Yazarlar-Konular

UNUTULMUŞ SÖZCÜKLER ve DİLİMİZ

Bekir Dağsever

Yazıma Gazi Mustafa Kemal’in bir sözüyle başlamak istiyorum. “Türk Milleti demek, Türk dili demektir. Türk dili Türk Milletinin kalbidir. Zihnidir” Bu Dilin önemini ifade eder.

Her ne kadar benim anlatım konum unutulmuş Türkçe sözcükler olsa da dil kirliliği, dilimize girmiş yabancı sözcükler, dilin yozlaşmaya gitmemesi için alınacak önlemlere değinmeden geçemeyeceğim. Kültür emperyalizminin ve sistemin bize dayattığı tüm olumsuzluklar doğaldır ki bizi de etkiliyor.

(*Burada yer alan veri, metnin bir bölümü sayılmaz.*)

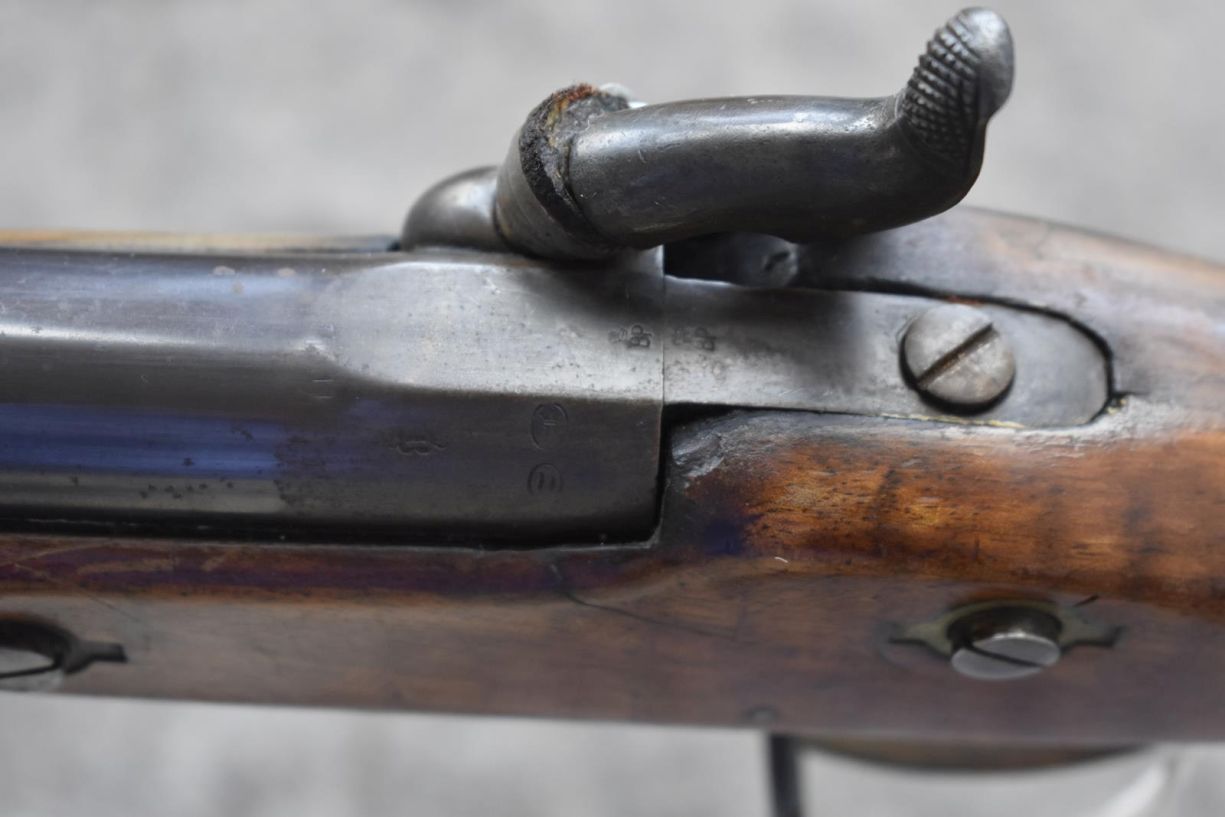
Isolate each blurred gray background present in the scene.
[0,0,1225,817]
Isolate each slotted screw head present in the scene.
[902,304,1017,409]
[949,608,1063,681]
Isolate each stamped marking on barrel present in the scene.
[532,403,570,451]
[609,323,655,349]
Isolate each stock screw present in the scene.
[902,304,1017,409]
[949,608,1062,681]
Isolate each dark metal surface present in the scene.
[664,278,1109,426]
[487,9,1013,258]
[0,617,127,692]
[902,304,1017,409]
[0,236,1107,544]
[0,250,663,541]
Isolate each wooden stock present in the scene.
[0,209,1225,744]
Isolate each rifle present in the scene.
[0,4,1225,813]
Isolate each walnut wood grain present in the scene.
[0,209,1225,745]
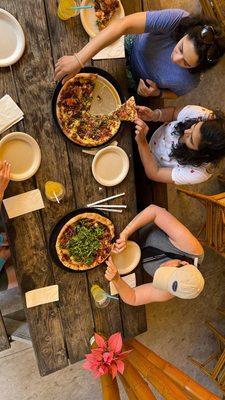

Kültürlerin gelecek kuşaklara aktarılmasında büyük bir görev üslenen dil toplumsallaşmaya da en önemli katkıyı sağlamaktadır. Dilini kaybeden toplum her şeyini kaybeder, düşüncesine ben de katılıyorum.

Bir düşünür diyor ki; “bir devletin her tarafını işgal eder ekonomisini askerini yok edersiniz fakat o milletin kültürünü ve dilini yok etmedikçe o milleti yok edemezsiniz “diyor. Kültür erimesinin bir türlü önüne geçilmiyor. Hani atalarımızın bir sözü var” Zararın neresinden dönersen orası kar”dır.

Bu günden tezi yok bir eğitim alt yapısı oluşturup çocuklarımızı yabancı dil sevdasından vazgeçirmeliyiz. Onları birer Türkçe sevdalısı yapmak başta anne babalara daha sonrada onları emanet ettiğimiz Türkçe öğretmenlerine ve tüm eğiticilere düşüyor.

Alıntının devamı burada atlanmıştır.